Fé...

No seu aspecto religioso, a fé é a crença nos dogmas particulares que constituem as diferentes religiões, e todas as religiões têm seus artigos de fé. Sob este aspecto, a fé pode ser raciocinada ou cega. A fé cega nada examina, aceita sem verificar tanto o falso como o verdadeiro e choca-se, a cada passo, com a evidência e a razão. Em excesso, leva ao fanatismo. Quando a fé está apoiada no erro, cedo ou tarde desmorona. Aquela que tem por base a verdade é a única que tem o futuro assegurado, pois nada tem a temer com o progresso dos conhecimentos: o que é verdadeiro na sombra também o é à luz do dia. Cada religião pretende ter a posse exclusiva da verdade, e impor a alguém a fé cega, sobre uma questão de crença, é confessar sua impotência para demonstrar que se está com a razão.
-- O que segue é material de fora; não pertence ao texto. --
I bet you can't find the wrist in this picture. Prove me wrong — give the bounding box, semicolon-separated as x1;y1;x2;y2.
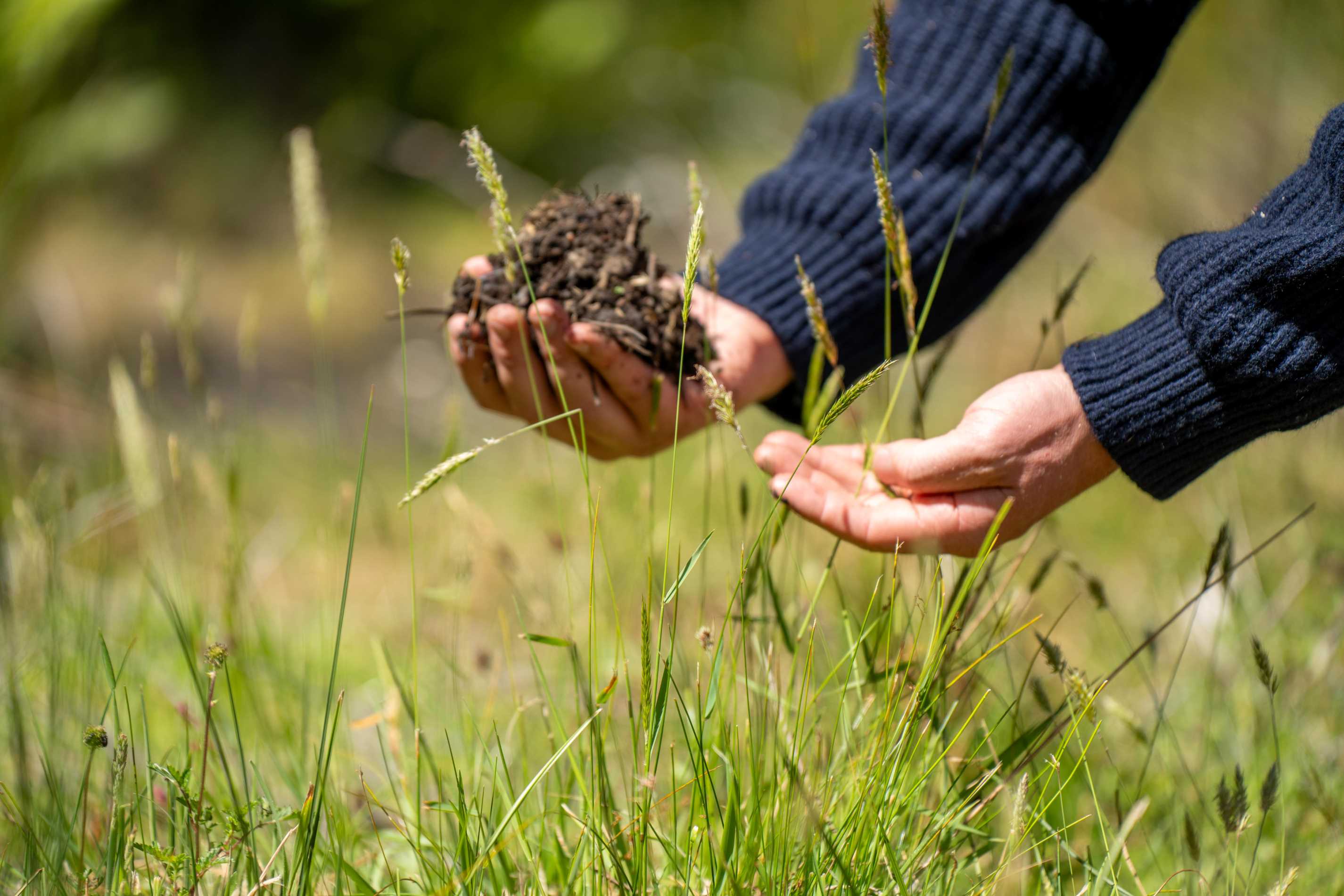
691;286;793;407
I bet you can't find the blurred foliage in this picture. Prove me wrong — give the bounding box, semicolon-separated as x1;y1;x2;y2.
0;0;1344;380
0;0;864;252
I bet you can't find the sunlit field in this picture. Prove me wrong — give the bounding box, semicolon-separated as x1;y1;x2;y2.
0;0;1344;896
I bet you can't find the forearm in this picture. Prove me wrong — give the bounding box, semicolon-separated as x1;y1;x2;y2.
720;0;1196;417
1064;106;1344;498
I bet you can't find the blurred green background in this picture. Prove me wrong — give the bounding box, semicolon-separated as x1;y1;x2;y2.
8;0;1344;532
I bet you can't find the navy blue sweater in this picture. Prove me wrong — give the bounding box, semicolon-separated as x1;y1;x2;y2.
719;0;1344;498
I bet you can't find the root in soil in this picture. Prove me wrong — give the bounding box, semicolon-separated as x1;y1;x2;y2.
447;193;707;376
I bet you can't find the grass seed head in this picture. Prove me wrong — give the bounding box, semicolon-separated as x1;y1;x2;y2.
695;364;747;450
1269;868;1297;896
1261;762;1278;815
206;641;229;669
1064;666;1097;721
870;149;897;259
83;725;107;749
868;0;891;102
462;128;513;281
392;237;411;296
812;359;897;444
793;255;840;367
1213;766;1250;834
1008;771;1031;847
681;204;704;327
112;732;131;794
985;47;1017;133
396;447;481;508
289;128;329;327
897;211;919;334
1251;635;1278;696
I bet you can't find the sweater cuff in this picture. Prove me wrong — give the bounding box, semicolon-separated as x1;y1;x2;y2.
719;220;844;423
1063;301;1239;500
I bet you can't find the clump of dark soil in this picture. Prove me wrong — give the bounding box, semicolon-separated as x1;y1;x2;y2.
447;193;706;376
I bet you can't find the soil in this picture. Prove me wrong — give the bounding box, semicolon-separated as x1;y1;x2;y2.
447;193;707;376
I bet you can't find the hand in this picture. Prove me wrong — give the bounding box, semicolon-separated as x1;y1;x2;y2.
447;256;793;460
755;367;1115;556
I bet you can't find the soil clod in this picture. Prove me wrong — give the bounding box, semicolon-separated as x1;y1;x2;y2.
447;193;706;376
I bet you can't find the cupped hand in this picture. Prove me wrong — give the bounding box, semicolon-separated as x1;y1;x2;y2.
447;256;792;460
755;367;1115;556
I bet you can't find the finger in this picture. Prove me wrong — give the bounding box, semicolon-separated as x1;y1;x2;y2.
872;428;1006;494
447;314;510;414
770;476;1006;556
754;431;883;493
567;324;706;431
528;304;643;450
485;305;569;434
462;255;495;277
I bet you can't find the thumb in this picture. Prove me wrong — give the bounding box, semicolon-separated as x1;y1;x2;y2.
872;427;998;494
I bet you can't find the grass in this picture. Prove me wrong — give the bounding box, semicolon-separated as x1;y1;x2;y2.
8;31;1344;895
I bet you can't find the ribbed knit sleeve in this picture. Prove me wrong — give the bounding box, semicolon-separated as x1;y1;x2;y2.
719;0;1196;419
1064;106;1344;498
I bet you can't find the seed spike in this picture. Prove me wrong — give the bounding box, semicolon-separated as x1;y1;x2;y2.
868;0;891;102
695;364;747;450
396;447;481;508
462;128;516;282
793;255;840;367
681;203;704;327
289;128;330;327
812;359;897;444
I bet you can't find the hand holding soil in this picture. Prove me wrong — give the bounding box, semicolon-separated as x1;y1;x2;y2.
447;196;792;460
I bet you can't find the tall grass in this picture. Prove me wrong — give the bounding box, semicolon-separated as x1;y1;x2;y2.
0;65;1341;896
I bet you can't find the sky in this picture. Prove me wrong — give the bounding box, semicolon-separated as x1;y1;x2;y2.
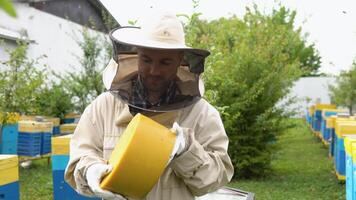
101;0;356;75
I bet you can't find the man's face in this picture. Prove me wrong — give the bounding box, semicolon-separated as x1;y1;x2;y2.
137;48;183;92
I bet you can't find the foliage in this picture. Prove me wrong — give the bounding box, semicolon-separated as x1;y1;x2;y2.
0;0;16;17
57;28;111;113
36;82;74;119
229;119;346;200
185;6;319;178
0;41;47;114
329;61;356;115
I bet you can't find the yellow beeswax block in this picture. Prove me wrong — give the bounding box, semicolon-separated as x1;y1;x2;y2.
100;114;176;198
52;134;73;155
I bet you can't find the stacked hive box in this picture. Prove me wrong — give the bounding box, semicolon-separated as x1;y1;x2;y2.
59;123;77;134
0;124;18;154
51;135;99;200
39;122;53;155
330;115;354;161
312;104;336;138
344;135;356;200
326;115;337;158
0;155;19;200
44;117;61;135
17;121;42;156
63;113;80;124
334;121;356;180
320;109;339;144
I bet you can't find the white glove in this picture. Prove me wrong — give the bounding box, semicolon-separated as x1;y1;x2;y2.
168;122;187;163
86;163;126;200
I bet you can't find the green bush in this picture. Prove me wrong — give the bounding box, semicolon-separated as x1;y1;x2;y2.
0;41;47;114
186;7;320;178
329;61;356;115
57;28;112;113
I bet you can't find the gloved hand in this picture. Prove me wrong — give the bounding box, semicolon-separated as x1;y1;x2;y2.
168;122;187;163
86;163;126;200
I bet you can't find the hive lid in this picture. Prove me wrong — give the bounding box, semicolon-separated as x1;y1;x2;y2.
344;135;356;155
100;114;176;198
315;103;336;110
18;120;41;133
335;121;356;137
52;134;73;155
0;154;18;170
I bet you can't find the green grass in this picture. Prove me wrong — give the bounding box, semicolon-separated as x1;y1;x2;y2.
20;158;53;200
20;121;345;200
230;120;345;200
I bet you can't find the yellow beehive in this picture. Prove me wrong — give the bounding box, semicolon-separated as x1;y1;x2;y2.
52;134;73;155
309;105;315;116
59;123;77;133
335;121;356;137
100;114;176;198
0;155;19;186
326;115;337;128
315;103;336;110
20;115;37;121
18;121;42;133
330;116;355;128
38;122;53;133
44;117;61;126
344;135;356;156
321;109;342;120
64;113;80;119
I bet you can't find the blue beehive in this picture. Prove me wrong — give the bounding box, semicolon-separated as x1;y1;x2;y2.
313;104;336;137
344;138;356;200
17;121;42;156
0;124;18;154
63;113;80;124
44;117;61;135
320;109;338;144
334;121;356;180
51;135;99;200
0;155;19;200
39;122;53;155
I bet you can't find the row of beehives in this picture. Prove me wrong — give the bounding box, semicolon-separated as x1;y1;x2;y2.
0;134;100;200
306;104;356;200
0;115;79;157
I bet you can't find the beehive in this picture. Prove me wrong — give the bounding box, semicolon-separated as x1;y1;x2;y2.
0;155;19;200
100;114;176;198
17;121;42;156
52;134;72;155
344;138;356;199
51;135;100;200
59;123;77;134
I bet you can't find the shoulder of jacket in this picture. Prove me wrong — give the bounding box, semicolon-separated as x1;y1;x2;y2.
185;98;220;117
     Diz-se vulgarmente que a fé não se receita, não se impõe; daí muitas pessoas dizerem que não são culpadas por não ter fé. Sem dúvida, a fé não se receita, e o que ainda é mais certo, a fé não se impõe. Não, ela é adquirida, e ninguém está impedido de possuí-la, nem mesmo entre os que mais lhe resistem. Falamos de verdades espirituais básicas, e não desta ou daquela crença em particular. não cabe à fé procurar essas pessoas; elas, sim, é que devem procurá-la e, se o fizerem com sinceridade, a encontrarão. Tende certeza de que aqueles que dizem: Não queríamos nada melhor do que crer, mas não o podemos, dizem com os lábios e não com o coração, pois ao dizer isso, fecham os ouvidos. As provas, entretanto, são muitas ao redor deles; por que se recusam a vê-las? Em alguns é indiferença, noutros é o medo de ser forçado a mudar seus hábitos; na maioria, há o orgulho negando-se a reconhecer uma força que lhes é superior, porque teriam de inclinar-se perante ela. Em certas pessoas, a fé parece ter nascido com elas, é inata, basta uma faísca para desenvolvê-la, sendo essa facilidade em assimilar as verdades espirituais um sinal evidente de progresso anterior; porém em outras, ao contrário, são assimiladas com dificuldade, o que é um sinal evidente de naturezas em atraso. As primeiras já acreditaram e compreenderam; trazem ao renascer, a intuição do que sabem: sua educação está feita; as segundas têm de aprender tudo: sua educação está por fazer, mas ela será feita e, se não concluir nesta existência, será concluída numa outra.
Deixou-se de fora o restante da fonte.